The current recommendation to assess the percentage of pleural line occupied by B-lines (rather than counting their maximum number over each ultrasound scan) [2] may also lead to inaccurate results.

At present, no tool is available to quantify the percentage of pleural line occupied by B-lines. This may not be a simple cognitive process because: (1) the distance between two B-lines may not be reliably assessed visually and may change over the respiratory cycle; (2) “coalescence” between two B-lines may be an arguable concept, considering that the same artifact could be interpreted as two close B-lines or a wide B-line; (3) rating all coalescences with the same score, regardless of the percentage of pleura involved, may lead to overestimation of the pathology when this is focal and not ubiquitous, as in ARDS.

The lack of a reference method to objectively quantify B-lines may thus have affected the interpretation of the supposed differences in visualizating them with different probes reported by Haaksma et al.

We believe that the absence of a quantitative scoring system may be overcome by computer-aided measurements of the percentage of pleural line presenting B-line artifacts. This has already been shown to provide a promising and reliable operator-independent assessment of lung surface density (Fig. 1), which seems to outperform previously described subjective scores [4,5,6].

Fig. 1
figure 1

Images showing correlations between control lung lobe (left) and saline-instilled lobes with an increasing amount of extravascular lung water (right). Upper panels: scanning electron microscopy (StereoScan 360 microscope, Leica Cambridge Instruments, UK) showing interstitial thickening in saline-instilled lobes with the corresponding histology. Lower panels: ultrasonography with the corresponding gray-scale distribution analysis by video-based quantitative method. (Personal data from Francesco Corradi)

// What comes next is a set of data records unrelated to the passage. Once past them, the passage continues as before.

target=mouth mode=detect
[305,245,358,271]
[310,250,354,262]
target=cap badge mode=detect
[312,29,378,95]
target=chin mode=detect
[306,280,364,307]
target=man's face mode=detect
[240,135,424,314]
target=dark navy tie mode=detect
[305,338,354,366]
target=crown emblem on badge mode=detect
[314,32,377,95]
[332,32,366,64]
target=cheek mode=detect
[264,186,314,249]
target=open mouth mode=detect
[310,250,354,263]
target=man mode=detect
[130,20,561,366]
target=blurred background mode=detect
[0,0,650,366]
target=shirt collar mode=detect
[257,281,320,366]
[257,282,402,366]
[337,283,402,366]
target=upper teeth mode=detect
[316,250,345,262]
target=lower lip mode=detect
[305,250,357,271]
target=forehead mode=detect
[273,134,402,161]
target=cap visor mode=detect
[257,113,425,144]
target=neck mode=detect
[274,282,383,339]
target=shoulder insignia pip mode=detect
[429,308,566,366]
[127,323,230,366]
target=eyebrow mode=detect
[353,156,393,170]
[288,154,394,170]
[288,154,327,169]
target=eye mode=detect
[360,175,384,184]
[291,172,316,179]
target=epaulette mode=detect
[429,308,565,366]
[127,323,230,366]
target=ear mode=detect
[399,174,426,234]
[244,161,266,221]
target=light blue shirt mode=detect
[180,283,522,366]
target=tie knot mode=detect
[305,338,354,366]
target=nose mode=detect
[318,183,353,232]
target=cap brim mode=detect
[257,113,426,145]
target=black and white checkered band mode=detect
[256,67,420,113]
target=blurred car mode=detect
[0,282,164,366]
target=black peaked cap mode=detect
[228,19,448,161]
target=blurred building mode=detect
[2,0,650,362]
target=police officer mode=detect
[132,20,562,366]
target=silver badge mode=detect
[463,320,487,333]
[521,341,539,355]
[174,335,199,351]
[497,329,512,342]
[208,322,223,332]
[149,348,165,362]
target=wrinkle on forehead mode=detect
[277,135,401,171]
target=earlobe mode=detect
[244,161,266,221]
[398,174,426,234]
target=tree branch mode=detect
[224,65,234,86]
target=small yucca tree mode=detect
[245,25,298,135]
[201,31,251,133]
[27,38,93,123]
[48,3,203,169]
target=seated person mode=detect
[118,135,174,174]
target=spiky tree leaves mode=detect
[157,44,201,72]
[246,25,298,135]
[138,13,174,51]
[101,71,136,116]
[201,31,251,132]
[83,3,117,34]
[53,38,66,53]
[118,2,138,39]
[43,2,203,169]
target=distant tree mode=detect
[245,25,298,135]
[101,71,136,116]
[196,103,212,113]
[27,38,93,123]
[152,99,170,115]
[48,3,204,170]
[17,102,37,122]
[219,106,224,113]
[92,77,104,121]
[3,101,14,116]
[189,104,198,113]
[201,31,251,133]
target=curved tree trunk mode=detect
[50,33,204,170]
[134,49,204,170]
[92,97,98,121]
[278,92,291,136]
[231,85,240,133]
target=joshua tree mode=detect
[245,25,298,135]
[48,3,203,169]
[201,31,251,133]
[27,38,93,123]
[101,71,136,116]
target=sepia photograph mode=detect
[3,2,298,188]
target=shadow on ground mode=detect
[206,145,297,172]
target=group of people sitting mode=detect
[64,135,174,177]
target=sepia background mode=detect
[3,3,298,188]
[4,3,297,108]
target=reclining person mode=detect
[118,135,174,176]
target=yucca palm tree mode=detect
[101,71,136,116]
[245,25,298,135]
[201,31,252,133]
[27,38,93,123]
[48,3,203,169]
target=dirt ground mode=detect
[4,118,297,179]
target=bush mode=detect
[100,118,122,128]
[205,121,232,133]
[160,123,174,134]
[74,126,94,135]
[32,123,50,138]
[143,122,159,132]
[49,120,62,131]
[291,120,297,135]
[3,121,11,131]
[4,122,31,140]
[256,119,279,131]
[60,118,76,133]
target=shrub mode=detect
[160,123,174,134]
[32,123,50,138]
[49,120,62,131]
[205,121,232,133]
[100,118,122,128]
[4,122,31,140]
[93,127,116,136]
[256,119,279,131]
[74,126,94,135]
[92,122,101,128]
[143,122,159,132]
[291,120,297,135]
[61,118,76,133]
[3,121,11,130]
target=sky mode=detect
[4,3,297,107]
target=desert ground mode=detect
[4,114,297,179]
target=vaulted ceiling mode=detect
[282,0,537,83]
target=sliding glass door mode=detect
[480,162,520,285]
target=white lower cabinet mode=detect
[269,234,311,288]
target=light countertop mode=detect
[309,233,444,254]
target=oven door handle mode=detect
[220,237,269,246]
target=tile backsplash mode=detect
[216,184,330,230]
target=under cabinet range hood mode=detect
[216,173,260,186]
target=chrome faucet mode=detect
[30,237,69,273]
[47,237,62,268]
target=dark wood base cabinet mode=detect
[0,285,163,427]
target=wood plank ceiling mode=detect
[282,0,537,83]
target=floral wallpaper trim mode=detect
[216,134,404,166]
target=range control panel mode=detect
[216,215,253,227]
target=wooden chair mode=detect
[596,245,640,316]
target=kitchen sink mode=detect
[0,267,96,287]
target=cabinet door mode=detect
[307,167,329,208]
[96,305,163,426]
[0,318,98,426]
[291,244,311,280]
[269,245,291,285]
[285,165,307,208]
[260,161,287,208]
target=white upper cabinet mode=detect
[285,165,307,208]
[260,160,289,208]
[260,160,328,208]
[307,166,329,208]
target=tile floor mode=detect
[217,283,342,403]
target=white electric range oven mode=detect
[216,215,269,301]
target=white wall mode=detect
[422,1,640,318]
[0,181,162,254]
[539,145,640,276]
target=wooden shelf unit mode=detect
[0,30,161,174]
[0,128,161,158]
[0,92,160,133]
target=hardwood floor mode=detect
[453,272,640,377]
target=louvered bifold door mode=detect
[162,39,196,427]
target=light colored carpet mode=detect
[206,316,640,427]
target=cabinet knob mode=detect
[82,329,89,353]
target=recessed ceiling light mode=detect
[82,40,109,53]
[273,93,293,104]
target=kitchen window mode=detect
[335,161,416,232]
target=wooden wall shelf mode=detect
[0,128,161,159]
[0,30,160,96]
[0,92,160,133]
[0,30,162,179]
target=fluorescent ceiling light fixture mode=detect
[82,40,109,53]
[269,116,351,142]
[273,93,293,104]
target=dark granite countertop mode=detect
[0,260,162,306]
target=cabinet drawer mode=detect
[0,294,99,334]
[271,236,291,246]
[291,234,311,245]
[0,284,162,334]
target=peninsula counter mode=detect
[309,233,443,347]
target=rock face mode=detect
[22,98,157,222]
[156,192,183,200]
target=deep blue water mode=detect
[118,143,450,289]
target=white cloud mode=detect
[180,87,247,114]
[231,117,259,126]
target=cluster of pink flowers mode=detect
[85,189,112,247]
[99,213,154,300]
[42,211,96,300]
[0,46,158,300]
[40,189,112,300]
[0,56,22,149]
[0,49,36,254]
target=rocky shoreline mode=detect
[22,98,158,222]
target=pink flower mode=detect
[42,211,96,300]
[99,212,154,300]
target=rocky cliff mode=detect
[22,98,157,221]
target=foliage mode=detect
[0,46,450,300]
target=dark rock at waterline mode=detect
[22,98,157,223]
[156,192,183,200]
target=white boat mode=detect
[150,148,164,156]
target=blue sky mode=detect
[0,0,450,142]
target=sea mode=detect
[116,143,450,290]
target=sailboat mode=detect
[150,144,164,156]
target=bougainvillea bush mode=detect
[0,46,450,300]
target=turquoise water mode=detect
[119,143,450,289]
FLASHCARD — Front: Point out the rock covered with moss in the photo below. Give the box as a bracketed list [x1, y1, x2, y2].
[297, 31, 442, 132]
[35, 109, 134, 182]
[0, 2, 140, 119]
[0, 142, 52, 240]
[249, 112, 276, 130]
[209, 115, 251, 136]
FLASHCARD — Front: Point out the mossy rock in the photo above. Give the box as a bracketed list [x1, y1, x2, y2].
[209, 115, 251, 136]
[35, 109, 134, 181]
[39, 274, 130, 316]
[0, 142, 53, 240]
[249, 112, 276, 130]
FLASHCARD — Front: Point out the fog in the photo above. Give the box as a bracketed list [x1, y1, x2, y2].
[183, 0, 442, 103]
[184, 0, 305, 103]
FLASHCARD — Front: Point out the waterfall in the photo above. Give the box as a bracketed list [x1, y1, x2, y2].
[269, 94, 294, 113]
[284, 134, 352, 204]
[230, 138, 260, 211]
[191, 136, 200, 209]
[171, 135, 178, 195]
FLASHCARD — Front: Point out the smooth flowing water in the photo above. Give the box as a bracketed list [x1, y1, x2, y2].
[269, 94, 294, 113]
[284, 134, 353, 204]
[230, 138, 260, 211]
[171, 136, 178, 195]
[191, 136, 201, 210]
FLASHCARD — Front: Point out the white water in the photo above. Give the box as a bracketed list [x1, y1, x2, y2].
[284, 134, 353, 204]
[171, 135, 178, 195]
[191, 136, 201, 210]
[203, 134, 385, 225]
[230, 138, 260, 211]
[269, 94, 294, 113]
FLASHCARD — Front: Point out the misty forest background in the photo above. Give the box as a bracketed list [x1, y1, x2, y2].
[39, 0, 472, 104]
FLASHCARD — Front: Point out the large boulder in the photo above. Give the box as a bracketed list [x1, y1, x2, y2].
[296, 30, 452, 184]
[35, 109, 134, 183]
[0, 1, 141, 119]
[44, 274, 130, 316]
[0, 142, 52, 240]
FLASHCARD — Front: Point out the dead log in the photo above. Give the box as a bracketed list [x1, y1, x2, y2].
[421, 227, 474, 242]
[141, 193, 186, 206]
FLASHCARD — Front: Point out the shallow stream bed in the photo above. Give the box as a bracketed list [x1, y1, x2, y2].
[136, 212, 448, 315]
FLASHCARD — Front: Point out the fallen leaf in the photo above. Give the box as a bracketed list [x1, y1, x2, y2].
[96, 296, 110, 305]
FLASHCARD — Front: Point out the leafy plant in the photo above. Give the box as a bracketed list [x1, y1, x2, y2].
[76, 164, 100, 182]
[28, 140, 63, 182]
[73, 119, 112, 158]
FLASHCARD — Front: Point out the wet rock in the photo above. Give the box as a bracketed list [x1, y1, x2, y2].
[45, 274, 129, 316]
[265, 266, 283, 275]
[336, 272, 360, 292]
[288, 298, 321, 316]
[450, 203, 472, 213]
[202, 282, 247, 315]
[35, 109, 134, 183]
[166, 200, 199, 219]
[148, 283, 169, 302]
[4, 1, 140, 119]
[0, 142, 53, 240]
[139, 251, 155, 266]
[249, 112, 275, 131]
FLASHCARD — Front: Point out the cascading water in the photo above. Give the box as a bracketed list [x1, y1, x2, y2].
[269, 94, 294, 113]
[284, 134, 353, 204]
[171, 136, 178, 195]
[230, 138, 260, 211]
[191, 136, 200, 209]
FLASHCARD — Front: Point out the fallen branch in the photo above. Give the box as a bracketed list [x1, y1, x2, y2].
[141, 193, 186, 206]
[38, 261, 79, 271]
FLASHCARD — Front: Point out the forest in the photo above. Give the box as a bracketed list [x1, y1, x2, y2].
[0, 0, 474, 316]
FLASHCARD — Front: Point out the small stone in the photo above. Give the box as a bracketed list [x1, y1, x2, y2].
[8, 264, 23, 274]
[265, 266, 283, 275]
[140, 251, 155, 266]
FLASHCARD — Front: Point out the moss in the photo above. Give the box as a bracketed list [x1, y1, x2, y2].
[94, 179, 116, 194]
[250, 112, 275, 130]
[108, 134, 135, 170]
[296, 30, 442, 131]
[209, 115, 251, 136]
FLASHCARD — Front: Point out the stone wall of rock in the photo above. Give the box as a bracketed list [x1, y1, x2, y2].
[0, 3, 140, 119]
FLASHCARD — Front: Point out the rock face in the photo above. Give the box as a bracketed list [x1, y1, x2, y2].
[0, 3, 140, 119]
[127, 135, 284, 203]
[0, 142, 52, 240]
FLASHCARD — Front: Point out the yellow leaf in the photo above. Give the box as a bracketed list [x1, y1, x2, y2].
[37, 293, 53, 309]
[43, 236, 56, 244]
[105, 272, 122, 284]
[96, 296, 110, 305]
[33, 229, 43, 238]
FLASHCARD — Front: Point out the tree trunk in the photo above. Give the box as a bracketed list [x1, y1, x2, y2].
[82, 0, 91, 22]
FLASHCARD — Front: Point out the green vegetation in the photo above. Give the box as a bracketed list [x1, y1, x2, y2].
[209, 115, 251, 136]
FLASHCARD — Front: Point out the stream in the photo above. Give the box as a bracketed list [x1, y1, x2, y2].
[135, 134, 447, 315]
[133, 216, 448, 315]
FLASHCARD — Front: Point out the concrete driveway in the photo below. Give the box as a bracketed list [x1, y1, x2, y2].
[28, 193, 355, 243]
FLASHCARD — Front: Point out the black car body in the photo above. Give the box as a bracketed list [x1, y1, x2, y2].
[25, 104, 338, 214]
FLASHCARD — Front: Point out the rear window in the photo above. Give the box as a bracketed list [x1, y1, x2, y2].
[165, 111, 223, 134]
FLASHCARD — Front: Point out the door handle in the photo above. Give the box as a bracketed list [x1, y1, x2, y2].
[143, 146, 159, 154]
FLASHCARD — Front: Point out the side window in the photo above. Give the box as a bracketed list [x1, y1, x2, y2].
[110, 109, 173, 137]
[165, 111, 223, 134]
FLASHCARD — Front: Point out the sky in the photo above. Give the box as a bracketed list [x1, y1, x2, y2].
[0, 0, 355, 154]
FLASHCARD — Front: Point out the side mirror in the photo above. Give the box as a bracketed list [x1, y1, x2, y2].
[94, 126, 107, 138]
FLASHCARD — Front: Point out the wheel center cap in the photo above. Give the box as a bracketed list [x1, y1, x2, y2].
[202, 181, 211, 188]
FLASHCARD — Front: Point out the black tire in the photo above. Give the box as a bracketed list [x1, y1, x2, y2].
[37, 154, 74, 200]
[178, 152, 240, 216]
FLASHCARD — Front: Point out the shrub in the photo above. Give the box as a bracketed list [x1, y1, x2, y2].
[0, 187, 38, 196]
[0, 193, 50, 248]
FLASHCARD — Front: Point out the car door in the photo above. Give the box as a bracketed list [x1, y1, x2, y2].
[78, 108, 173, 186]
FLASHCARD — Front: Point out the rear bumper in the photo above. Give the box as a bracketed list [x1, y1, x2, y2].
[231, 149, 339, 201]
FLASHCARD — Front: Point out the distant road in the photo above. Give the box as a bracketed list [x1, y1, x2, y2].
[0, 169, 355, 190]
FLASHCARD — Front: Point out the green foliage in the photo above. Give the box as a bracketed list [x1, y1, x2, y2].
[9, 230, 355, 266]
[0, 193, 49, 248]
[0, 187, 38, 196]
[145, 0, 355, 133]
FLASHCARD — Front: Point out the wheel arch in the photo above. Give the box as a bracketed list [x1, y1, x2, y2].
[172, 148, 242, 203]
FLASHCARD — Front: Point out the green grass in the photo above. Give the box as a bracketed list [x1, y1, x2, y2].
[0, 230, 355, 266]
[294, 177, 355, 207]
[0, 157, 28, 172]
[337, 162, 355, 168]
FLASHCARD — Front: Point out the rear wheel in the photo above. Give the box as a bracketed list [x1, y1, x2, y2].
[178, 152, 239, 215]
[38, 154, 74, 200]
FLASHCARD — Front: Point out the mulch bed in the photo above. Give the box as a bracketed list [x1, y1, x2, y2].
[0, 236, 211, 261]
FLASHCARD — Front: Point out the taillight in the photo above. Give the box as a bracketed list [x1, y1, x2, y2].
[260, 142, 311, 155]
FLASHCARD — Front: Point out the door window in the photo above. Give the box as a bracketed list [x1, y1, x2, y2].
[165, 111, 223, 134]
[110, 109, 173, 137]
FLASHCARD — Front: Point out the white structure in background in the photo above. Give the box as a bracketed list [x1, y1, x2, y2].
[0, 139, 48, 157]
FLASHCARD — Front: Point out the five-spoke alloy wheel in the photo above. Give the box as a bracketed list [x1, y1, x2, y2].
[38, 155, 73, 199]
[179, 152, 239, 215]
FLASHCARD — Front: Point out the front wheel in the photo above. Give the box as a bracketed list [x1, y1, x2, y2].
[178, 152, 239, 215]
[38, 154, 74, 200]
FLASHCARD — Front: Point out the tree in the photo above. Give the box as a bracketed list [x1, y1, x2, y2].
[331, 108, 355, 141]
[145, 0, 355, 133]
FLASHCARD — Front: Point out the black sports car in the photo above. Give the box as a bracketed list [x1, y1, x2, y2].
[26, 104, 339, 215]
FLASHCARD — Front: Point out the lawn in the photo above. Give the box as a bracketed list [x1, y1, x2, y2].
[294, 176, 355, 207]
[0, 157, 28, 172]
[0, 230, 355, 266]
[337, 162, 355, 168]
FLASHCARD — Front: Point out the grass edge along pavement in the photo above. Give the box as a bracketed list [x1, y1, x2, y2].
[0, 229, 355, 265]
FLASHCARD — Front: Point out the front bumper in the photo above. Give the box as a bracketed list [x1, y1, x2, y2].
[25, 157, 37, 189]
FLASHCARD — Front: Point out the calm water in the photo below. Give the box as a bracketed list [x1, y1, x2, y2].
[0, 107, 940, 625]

The next mandatory step will be the automation of this technique, by developing a computer-based clinically easy-to-use tool able to grant an objective pleural line artifacts evaluation. This would reduce inter- and intra-observer variability and create a unique quantification system in order to standardize diagnostic and monitoring scores. Such methodology, supported by artificial-intelligence software, has been successfully tested for other ultrasound automated techniques [7]. The potential advantages in terms of faster data collection without increased costs and patients risks are intuitive. The clinical usefulness and importance for lung disease diagnosis and monitoring, in an era fraught with the challenge of pandemic infectious interstitial diseases (such as COVID-19), are easy to guess.